The 3 screws on the rear cell merely plug the holes; presumably Celestron uses longer screws during the collimation operation, which involves a silicone adhesive. Celestron told me the mirror is bonded to a plate, so inserting 3ea. 8-32x3/4" thumb screws I can reach the plate (or the backside of the mirror) and make minor tweaks which stresses presumably 3 pads of silicone. Since the amount of adjustment required is small, only a tweak is required.

Nevertheless astigmatism appeared. A spring clip around a depression in the primary baffle bears against the mirror front surface, protected by a thin ring gasket.
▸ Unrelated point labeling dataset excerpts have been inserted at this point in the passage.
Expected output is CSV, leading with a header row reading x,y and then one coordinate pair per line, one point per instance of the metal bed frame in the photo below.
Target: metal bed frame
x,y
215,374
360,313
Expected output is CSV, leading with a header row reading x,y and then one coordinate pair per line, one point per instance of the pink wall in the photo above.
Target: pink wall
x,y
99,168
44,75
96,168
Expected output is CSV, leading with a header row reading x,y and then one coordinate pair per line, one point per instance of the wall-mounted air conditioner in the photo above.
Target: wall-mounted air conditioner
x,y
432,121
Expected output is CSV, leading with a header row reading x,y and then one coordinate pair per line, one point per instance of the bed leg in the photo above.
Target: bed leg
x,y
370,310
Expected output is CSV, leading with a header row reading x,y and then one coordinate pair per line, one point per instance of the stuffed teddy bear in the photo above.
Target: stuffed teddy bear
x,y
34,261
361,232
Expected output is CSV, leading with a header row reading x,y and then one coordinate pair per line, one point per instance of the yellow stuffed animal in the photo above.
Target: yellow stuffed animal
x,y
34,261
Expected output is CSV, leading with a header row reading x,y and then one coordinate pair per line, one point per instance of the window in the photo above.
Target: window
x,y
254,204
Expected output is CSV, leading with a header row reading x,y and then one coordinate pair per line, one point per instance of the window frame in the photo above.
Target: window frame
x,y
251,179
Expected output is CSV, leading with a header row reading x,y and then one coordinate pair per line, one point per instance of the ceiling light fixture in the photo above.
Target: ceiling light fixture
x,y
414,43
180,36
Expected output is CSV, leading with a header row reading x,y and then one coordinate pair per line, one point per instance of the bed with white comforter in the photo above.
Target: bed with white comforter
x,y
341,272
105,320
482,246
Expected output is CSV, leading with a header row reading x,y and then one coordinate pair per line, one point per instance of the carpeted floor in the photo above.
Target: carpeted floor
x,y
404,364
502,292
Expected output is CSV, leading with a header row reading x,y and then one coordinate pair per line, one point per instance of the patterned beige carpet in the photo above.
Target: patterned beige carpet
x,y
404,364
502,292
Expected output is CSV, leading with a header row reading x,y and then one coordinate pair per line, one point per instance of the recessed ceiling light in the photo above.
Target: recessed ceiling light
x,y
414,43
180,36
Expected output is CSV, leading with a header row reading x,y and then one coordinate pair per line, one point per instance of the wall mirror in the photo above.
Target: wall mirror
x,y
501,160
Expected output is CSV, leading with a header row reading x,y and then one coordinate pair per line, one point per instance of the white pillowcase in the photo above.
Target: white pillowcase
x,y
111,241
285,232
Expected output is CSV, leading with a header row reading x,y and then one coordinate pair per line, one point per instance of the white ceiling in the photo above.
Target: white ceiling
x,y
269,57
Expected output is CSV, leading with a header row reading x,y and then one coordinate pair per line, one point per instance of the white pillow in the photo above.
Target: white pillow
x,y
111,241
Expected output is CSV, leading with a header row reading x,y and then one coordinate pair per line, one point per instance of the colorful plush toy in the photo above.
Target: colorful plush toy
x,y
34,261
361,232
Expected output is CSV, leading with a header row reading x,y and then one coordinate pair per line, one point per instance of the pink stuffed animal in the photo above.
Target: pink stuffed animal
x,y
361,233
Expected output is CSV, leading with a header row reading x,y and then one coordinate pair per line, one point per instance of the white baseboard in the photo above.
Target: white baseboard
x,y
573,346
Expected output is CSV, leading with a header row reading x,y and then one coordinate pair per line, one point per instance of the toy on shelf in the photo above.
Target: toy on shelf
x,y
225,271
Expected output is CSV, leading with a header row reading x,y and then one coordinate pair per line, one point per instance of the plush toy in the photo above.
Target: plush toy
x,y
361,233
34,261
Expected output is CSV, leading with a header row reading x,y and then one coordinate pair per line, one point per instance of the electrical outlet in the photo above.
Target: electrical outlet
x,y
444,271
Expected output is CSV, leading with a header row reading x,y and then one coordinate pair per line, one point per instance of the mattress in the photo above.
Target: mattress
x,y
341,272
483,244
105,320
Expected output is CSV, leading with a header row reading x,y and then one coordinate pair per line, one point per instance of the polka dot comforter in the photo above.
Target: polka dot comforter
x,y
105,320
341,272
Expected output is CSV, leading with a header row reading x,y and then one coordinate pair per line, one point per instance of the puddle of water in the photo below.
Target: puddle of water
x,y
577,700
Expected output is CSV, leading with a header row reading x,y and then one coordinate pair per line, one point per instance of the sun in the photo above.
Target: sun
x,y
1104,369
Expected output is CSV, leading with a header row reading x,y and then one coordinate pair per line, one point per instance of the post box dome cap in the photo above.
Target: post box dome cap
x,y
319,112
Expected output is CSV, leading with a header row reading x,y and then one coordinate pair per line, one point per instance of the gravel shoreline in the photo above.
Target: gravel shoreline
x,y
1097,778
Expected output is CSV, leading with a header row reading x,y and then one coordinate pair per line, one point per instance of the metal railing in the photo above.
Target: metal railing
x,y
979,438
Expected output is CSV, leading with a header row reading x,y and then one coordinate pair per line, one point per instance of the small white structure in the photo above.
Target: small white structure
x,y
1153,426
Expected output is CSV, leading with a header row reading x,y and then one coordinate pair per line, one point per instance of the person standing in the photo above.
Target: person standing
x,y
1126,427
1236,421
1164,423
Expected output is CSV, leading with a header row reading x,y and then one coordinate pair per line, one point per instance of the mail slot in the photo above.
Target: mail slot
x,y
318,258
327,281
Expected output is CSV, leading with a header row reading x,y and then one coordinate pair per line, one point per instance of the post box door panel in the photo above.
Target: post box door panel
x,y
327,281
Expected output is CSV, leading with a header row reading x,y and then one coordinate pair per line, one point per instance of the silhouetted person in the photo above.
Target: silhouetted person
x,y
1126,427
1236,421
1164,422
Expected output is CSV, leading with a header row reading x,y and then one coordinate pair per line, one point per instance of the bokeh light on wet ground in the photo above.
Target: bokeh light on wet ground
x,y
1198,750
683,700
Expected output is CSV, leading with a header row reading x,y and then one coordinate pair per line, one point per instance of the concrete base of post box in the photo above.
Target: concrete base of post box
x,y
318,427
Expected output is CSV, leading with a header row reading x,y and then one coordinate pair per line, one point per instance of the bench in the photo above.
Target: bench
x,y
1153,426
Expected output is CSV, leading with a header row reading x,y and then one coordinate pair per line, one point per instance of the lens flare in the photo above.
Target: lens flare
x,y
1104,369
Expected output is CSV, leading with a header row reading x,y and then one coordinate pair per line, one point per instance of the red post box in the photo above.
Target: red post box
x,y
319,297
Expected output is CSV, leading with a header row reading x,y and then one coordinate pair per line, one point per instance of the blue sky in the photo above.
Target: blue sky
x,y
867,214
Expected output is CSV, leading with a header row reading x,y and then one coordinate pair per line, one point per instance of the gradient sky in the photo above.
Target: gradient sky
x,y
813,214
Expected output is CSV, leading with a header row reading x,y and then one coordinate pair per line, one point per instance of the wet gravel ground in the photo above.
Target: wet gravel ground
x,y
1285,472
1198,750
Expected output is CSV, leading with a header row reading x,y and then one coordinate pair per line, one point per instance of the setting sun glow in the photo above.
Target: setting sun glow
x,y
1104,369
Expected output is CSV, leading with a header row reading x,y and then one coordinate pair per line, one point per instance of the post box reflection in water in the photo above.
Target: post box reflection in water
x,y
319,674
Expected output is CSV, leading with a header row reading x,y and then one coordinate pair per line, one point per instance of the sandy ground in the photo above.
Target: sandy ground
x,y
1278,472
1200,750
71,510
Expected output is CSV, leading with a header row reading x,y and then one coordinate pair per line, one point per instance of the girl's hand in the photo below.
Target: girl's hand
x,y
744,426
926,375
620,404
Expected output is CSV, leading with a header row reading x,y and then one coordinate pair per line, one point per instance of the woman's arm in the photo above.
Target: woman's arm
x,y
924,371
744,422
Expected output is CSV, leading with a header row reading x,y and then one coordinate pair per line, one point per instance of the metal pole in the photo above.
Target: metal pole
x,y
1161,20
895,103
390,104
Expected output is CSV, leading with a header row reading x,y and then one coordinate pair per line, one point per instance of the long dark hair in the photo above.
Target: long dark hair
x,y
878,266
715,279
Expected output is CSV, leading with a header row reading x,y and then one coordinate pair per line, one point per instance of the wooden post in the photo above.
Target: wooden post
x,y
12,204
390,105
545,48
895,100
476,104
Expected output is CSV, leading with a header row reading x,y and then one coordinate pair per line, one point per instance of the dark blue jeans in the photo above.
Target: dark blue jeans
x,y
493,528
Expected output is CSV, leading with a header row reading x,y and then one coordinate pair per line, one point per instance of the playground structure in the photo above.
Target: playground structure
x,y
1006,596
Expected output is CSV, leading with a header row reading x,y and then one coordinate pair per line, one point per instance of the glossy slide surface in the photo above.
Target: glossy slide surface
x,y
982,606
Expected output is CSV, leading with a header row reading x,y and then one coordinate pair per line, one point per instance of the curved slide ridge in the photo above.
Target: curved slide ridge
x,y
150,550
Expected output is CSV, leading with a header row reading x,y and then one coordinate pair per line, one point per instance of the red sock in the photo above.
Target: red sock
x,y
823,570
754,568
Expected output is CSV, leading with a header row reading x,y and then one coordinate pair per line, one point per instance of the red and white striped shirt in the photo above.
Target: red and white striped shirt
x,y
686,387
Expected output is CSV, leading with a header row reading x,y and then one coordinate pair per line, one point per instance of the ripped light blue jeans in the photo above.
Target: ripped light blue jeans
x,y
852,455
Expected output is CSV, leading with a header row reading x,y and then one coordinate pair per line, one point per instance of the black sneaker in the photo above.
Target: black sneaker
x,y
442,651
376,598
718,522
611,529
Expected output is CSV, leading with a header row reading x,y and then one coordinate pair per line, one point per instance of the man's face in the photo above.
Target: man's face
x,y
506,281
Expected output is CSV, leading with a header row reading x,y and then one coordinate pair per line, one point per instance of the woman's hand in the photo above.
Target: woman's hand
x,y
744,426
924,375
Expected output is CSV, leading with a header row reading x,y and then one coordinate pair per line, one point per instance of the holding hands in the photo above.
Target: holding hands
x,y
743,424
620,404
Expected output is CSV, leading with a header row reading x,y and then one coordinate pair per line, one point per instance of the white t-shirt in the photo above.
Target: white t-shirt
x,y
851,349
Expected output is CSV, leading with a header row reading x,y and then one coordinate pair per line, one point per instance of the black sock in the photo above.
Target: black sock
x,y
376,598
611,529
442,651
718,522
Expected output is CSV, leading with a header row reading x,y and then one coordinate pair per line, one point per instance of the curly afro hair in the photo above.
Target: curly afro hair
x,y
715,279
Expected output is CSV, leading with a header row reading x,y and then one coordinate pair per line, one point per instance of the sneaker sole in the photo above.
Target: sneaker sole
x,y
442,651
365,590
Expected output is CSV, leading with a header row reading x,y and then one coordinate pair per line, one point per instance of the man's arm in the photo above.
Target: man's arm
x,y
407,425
Tilting the mirror against the clip must be causing the astig.

Next I made a rubber mask to protect the mirror and used a dental-pick type tip to pull the spring clip up the primary baffle tube a few mm, where it reseated itself in a 2nd depression. Now only the adhesive is holding the mirror in place for adjustment purposes, yet it is still positively restrained, the mirror will never escape the clip. This should be sufficient: Meade used only double sticky foam tape for years to hold secondary mirrors in place on SCTs and newtonians.

I tweaked the collimation dead-on with the thumb screws. These C90s were actually figured pretty well in terms of overall wavefront quality. Only surface roughness in the corrector aspheric front surface (these are Gregorys, like Questars) and chromatic abberation marred the image quality in the 3 or 4 units I have owned over the years. The Gregory configuration has strong edge of field coma inherent in the design, particularly with the ultrafast F1.75 primary, hence a small shift in collimation spells disaster. I have seen either primary decollimation or secondary baffle drift on virtually every vintage C90 examined.

So far my fix is working fine. The next step would be to put an O-ring in the groove meant originally for the spring clip, and re-do the adhesive: use the screws to drive out the primary, create 3 new pads of adhesive, replace, preferably letting the adhesive cure live during an artificial star test.

Anyone else have collimation experiences?

"--Granted, that's a worse case scenario. The destruction might in fact be ... limited to our own galaxy."